Wagner worked as a docent at the National Museum of American Art, further immersing herself in the D.C. art world. During this time, she also got to know Walter Hopps, the director of the Washington D.C.–based Corcoran Gallery of Art. Hopps encouraged Wagner to look at art with an open mind.

Wagner received additional first hand art exposure when she and her first husband commissioned Alice Neel to paint a family portrait of their family and Philip Pearlstein to paint a portrait of her and her husband. The portrait sittings required spending time in each artists’ studios. Wagner found the firsthand experience in the studios inspiring. She especially enjoyed getting to see how the artists went about their practices. In the early 70s, alongside the founding of the John F. Kennedy Center for the Performing Arts, Wagner was very involved in the performing arts, actively working with the American Ballet Theatre and the Kennedy Center. She befriended many performers, choreographers, and set designers; finding the experience of being at rehearsal "much like being in an artist's studio."

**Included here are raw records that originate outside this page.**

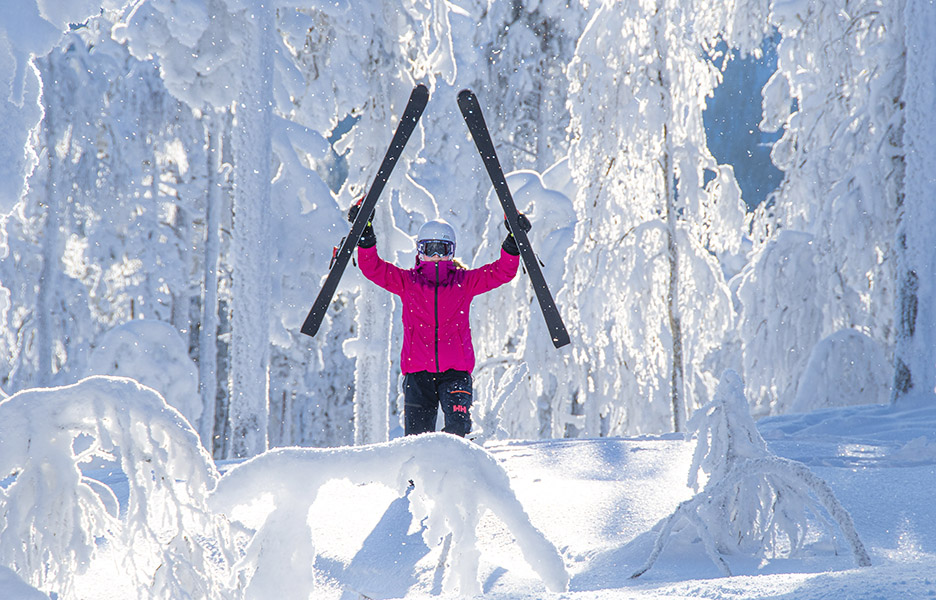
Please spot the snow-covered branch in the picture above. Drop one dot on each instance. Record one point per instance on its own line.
(54, 518)
(455, 481)
(754, 502)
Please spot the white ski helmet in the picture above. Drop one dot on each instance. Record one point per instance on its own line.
(438, 230)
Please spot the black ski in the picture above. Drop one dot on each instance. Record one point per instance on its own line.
(414, 109)
(471, 111)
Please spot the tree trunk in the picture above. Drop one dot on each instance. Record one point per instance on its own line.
(915, 351)
(672, 247)
(208, 332)
(51, 252)
(250, 303)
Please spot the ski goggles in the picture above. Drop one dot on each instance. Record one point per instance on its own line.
(435, 248)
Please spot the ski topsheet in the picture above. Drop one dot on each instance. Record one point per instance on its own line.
(414, 110)
(471, 111)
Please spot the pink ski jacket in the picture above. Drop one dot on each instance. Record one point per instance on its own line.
(436, 300)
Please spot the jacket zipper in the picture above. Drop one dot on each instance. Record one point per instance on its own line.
(437, 317)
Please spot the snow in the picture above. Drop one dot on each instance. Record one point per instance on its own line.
(121, 471)
(167, 204)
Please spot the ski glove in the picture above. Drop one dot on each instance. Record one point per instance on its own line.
(368, 237)
(510, 244)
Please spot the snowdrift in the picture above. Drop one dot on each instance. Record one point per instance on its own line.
(105, 492)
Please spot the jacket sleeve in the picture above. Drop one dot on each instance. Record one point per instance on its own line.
(376, 269)
(492, 275)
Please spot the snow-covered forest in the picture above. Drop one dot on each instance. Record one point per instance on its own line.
(731, 199)
(190, 162)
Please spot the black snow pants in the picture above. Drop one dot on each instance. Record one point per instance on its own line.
(425, 392)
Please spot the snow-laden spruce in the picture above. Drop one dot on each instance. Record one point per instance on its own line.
(753, 502)
(55, 521)
(455, 482)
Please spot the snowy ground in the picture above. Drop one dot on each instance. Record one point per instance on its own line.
(597, 501)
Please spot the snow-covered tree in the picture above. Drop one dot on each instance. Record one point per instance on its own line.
(55, 520)
(915, 352)
(643, 263)
(753, 502)
(837, 96)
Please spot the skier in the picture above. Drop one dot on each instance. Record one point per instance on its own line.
(437, 356)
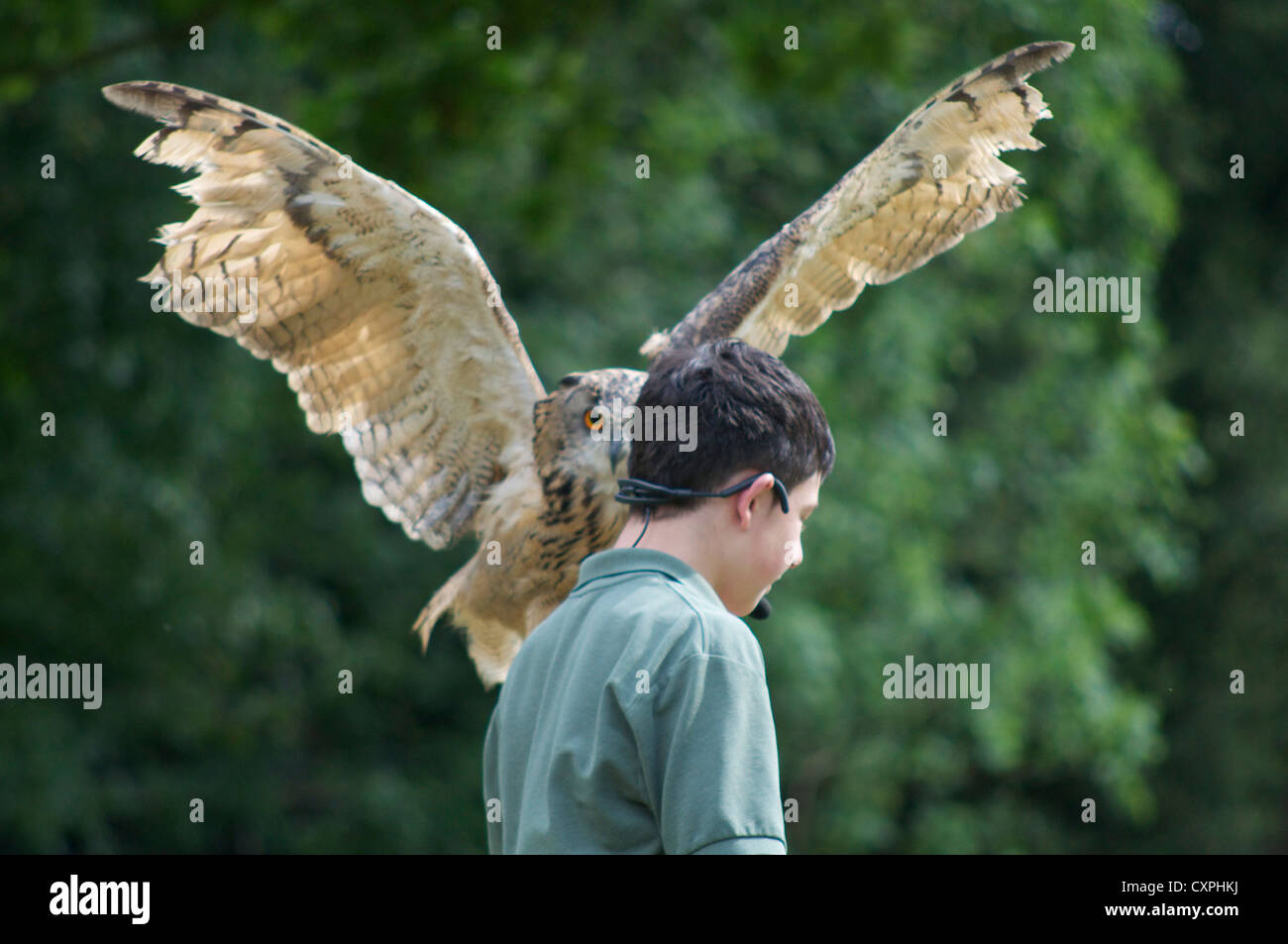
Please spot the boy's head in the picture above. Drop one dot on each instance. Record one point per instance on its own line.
(752, 416)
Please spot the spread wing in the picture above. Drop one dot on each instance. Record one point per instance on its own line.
(376, 307)
(932, 180)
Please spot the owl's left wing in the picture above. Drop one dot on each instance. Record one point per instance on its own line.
(932, 180)
(375, 305)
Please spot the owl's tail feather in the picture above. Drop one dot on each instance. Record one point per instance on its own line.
(438, 604)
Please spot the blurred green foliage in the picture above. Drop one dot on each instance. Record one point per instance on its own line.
(1108, 682)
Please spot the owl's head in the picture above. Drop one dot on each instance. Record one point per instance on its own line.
(580, 429)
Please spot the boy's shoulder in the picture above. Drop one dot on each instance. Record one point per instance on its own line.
(669, 608)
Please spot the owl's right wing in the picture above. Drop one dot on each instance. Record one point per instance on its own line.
(376, 307)
(931, 181)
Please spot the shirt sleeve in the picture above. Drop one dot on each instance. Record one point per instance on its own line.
(715, 782)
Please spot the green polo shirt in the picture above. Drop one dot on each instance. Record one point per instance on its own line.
(635, 719)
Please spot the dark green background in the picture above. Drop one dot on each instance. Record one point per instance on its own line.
(1109, 682)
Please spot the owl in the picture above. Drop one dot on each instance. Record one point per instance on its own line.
(391, 331)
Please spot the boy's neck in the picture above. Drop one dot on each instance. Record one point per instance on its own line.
(686, 537)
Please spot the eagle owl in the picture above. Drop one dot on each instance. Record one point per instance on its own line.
(391, 333)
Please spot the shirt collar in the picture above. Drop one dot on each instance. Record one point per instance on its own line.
(622, 561)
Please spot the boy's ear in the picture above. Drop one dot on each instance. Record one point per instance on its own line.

In the 1970s, Wagner worked for Bloomingdale's, heading up the public relations department for a newly opened store in Tysons Corner. The marketing director also shared an interest in emerging New York art; therefore, the two spent a good deal of time going to New York galleries. During this time Wagner befriended Paula Cooper, Ivan Karp, Ileana Sonnabend, Antonio Homem, and Leo Castelli.

After working at Bloomingdale's, Wagner, with the assistance of Livingston Biddle the then head of the NEA, was hired to work assisting emerging visual and performing artists qualify for NEA grants.

Thea Westreich Art Advisory Services opened in 1987.

===New York City===
In 1987, Wagner moved to New York and opened an advisory office in SoHo. At the time, there weren't many art advisory businesses. Originally geared towards the performing arts, Wagner shifted her focus toward fine art when clients started asking her to assist in building their collections.

== Art collection ==
Thea Westreich met Ethan Wagner in the early 1990s. Over three decades, they amassed an 800+ work art collection.

=== The Thea Westreich and Ethan Wagner Collection ===
In 2013, Thea and Ethan decided to donate their extensive collection of modern and contemporary art to the Whitney Museum of American Art in New York and the Centre Pompidou in Paris. In 2015, the Whitney Museum opened a show "Collected by Thea Westreich Wagner and Ethan Wagner" featuring the newly donated collection. After its run in New York, the show travelled to the Pompidou. In response to their donation, the Wagners were awarded the insignia of Officer of the Legion of Honor in 2018. Founded by Napoleon Bonaparte, the Legion of Honor is France’s highest award.

==== Artists in the Thea Westreich and Ethan Wagner Collection ====
Charline von Heyl, Anne Collier, Liz Deschenes, Hito Steyerl, Marc-Camille Chaimowicz, Robert Gober, Bernadette Corporation, Jeff Koons, Sam Lewitt, Sol LeWitt, Cady Noland, Richard Prince, Rirkrit Tiravanija, David Wojnarowicz, Christopher Wool, Robert Adams, Diane Arbus, Lee Friedlander, Eileen Quinlan, and many others.